E que chamado era este? Esta menina acreditava que seu destino era o de se tornar uma parteira. Mas não só uma parteira para mulheres, mas uma parteira para todas as pessoas no mundo. Pois há alguns bebês que nascem da barriga e outros que nascem do coração. E quando ela dizia a seus pais que queria ser uma parteira de bebês que nascem do coração, seus pais riam e a consideravam meramente ingênua. Eles não entendiam que ela sabia do que estava falando, pois havia nascido com uma intuição maravilhosa, que a fez perceber seu destino muito antes dele se manifestar.

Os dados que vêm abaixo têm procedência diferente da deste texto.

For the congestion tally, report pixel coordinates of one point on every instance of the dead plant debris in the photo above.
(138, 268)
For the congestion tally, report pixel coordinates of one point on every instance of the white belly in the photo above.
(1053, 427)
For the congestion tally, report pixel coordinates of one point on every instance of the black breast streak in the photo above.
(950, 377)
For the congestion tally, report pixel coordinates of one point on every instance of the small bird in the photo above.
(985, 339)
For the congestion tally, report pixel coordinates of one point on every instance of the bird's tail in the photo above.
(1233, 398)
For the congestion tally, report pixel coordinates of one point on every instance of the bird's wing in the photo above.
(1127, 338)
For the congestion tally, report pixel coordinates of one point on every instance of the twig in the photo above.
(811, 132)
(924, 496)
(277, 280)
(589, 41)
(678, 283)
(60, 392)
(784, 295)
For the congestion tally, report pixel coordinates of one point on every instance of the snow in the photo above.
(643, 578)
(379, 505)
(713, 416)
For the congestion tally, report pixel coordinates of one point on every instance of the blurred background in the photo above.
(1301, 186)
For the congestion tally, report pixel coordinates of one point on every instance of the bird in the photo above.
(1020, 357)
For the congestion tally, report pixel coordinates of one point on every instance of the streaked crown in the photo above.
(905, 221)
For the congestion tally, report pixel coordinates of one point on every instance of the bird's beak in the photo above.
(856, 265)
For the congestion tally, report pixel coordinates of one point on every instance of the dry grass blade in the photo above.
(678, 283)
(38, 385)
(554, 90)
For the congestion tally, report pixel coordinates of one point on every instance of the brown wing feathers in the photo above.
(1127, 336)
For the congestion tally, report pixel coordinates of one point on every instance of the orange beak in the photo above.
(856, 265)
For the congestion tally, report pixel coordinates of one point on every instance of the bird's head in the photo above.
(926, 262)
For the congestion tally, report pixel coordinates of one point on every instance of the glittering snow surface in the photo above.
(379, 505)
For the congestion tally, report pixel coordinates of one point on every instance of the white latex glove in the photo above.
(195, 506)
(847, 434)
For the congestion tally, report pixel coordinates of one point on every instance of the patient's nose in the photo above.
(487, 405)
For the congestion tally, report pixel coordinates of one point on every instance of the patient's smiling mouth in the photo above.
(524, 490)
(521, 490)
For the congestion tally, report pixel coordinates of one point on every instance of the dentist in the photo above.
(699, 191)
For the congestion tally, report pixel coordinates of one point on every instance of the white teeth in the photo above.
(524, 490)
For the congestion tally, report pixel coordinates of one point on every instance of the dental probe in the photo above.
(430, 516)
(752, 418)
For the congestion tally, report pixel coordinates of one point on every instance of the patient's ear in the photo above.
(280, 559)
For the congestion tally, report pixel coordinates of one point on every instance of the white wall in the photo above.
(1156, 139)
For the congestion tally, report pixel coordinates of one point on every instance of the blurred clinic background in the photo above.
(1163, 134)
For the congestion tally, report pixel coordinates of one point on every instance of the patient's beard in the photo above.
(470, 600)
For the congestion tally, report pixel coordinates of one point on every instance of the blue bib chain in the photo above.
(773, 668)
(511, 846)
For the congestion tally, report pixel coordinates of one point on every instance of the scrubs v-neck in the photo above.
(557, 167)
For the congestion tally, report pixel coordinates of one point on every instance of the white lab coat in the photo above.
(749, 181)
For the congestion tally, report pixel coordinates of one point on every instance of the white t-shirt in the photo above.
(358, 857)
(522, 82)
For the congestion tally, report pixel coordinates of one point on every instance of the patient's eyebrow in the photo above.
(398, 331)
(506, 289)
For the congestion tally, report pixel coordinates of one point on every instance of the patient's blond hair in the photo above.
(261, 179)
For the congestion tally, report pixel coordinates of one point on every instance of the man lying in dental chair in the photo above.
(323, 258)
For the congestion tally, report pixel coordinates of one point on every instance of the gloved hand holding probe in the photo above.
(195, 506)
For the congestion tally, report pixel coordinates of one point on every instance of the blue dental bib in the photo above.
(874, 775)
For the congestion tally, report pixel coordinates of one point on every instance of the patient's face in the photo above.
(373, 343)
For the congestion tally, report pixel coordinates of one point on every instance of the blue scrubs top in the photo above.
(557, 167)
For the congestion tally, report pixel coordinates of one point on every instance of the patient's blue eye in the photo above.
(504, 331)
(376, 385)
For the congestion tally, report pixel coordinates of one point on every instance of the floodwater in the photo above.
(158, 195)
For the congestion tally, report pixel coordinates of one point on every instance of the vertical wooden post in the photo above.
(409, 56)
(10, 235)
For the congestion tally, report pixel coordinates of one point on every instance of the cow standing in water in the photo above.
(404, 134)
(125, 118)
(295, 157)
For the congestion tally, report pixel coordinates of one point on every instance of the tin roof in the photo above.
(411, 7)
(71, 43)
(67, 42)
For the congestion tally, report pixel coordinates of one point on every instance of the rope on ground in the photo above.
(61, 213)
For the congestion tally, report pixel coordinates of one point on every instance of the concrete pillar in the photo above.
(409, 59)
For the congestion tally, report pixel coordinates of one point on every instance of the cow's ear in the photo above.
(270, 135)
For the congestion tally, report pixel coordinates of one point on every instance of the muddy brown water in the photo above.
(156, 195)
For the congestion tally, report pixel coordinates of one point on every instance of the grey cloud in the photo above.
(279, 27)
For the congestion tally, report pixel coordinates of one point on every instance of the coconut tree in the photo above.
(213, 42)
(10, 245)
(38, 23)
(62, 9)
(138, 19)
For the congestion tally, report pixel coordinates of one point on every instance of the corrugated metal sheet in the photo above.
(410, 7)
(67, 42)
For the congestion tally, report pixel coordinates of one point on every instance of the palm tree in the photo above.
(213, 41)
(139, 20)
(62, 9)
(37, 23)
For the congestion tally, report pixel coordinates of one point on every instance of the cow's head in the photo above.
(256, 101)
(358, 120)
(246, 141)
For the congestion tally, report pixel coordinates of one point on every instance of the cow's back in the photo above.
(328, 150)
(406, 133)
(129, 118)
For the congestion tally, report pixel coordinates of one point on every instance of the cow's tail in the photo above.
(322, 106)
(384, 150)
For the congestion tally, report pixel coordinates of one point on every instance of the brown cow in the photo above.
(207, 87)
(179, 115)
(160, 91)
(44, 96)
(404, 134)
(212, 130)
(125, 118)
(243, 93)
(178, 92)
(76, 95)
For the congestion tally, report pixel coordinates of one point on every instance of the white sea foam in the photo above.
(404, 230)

E assim aconteceu que, no final, ela realmente se tornou uma parteira de almas, pois ajudava todos que encontrava a buscarem em seus corações a criança que estava esperando nascer."
"Reb Zalman encerrou a história e viu que lágrimas escorriam dos olhos da menina e todos se perguntavam por que ela estava chorando. E somente Reb Zalman dentre eles sabia a razão para suas lágrimas, pois a história que ele lhe contara era sua própria história e era também o sinal pelo qual ela esperava por tanto tempo.

No dia seguinte inteiro, durante o Shabat, Shulamit sorria e brilhava como se a Rainha do Shabat fosse sua melhor amiga. Seus pais nunca a tinham visto tão feliz e em paz consigo mesma e pensaram que ela devia estar contente por ter um visitante com eles, quando tão poucos visitantes passavam por ali.

E naquela noite, enquanto Shulamit segurava a vela de havdala 4 e Reb Zalman estava de pé perto dela, ela lhe sussurou: "Como é que o senhor sabia?" E Reb Zalman respondeu: "Se você prestar atenção, é possível você ouvir os anjos sussurrando entre si. No Shabat cada pessoa é acompanhada por dois anjos e durante o jantar eu ouvi um anjo contando para outro sobre seu futuro destino. E quando você me pediu para contar uma história, achei que você tinha uma noção do que os anjos conversavam e que me pedia para repetir o que eles disseram. e assim o fiz." Quando Shulamit ouviu isso, o brilho que circundava seu rosto se tornou tão intenso quanto a chama da vela, porque então ela sabia com certeza que seu destino era o de servir como parteira de almas, que foi exatamente o que ela se tornou quando cresceu.

Do livro The Dream Assembly - Tales of Rabbi Zalman Schachter-Shalomi, redigido por Howard Schwartz, 1988.

Notas da tradução:
1. A tradição judaica exige um mínio de dez pessoas para que se possa considerar a reza em grupo. Os círculos ortodoxos contam somente os homens; os não-ortodoxos não discriminam por sexo.
2. Reza da tarde.
3. Reza da noite.
4. Cerimônia de encerramento do Shabat.